Cytuj:
Oryginalnie napisane przez Ashlon
Irytujace jest cos pokroju "Dzien dobry, nazywam sie Kamil i jestem podwojnym wicemistrzem swiata". Chlopak ma talent, to fakt, ale zasady polegaja na tym, zeby przedstawic swoj talent, a nie swoje osiagniecia.
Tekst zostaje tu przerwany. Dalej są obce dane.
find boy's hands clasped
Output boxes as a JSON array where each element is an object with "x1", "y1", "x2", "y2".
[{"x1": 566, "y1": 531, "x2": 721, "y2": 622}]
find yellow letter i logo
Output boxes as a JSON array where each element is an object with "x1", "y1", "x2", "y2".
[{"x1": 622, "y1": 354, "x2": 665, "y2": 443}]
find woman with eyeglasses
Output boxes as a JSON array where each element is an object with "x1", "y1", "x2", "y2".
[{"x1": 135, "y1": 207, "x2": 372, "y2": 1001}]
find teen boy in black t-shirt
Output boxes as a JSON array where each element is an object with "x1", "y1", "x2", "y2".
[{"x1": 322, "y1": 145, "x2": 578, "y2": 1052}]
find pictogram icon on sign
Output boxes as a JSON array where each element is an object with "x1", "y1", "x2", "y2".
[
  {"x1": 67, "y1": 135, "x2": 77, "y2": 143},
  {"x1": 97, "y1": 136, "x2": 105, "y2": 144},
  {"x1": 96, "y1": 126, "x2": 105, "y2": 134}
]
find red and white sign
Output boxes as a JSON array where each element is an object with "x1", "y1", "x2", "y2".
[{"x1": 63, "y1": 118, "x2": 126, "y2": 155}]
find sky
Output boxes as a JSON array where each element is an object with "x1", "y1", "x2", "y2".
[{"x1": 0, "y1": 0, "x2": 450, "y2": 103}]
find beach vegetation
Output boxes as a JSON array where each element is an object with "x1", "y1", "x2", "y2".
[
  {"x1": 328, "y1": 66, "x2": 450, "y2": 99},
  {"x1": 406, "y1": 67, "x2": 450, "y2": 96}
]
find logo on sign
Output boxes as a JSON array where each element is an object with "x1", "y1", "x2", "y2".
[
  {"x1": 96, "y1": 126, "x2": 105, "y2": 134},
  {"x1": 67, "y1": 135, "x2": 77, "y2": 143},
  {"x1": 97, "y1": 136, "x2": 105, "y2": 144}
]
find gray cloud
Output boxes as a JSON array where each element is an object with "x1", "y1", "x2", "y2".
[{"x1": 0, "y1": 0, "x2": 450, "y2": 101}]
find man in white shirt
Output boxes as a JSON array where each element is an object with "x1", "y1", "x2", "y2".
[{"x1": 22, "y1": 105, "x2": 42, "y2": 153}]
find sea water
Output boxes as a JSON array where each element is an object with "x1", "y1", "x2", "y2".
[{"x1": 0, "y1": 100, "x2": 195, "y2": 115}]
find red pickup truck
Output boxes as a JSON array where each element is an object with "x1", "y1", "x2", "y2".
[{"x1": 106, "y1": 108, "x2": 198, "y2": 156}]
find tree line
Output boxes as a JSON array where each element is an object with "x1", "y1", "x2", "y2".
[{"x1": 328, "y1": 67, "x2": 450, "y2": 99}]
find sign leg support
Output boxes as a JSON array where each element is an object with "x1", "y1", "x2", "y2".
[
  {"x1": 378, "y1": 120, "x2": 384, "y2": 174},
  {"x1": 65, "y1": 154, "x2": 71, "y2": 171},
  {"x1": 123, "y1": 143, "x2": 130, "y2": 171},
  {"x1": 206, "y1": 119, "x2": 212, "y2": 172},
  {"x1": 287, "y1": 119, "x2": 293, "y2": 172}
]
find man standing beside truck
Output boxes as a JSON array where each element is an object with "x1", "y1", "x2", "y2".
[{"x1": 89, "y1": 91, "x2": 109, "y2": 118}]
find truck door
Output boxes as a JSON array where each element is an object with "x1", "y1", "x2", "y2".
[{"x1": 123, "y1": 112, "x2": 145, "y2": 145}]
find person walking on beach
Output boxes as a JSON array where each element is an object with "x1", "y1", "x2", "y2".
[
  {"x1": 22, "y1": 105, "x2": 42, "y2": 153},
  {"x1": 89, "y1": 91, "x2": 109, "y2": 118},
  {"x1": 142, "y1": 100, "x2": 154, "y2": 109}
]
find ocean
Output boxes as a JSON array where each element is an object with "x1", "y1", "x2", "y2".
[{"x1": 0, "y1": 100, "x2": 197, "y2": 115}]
Dobrze, ze dali mu "druga szanse" w postaci awansu do drugiego etapu.
|
Może i dali mu drugą szanse,ale nie powinni.Oni się trudzili,próbowali coś mu powiedzieć,przekazać jakąś wiedze.Dobrze Chylińska go zsumowała na końcu "mi się zdaje że nas nie słuchał".I dobrze jej się zdawało,bo co chłopak robi?Talent ma ale co z tego skoro jest tak zepsuty że nawet na najprostsze pytania nie odpowiada.Pozatym fakt że na początku zaczoł od szpanowania "jestem wicemistrzem świata"jest irytujący.Ktoś kto ma talent powinien przyjść "bez niczego",i jakoś się zachowywać,zagadać jakoś,umieć odpowiadać na pytania,być wyluzowanym(może nie całkowicie ale przynajmniej nie sprawiać wrażenia zestresowanego).A nie,jurorzy do niego mówią a on pajacuje.Chłopak jest irytujący i tyle,i jeżeli czegoś on lub matka nie zrobią to nie wróże temu chłopakowi dobrej przyszłości.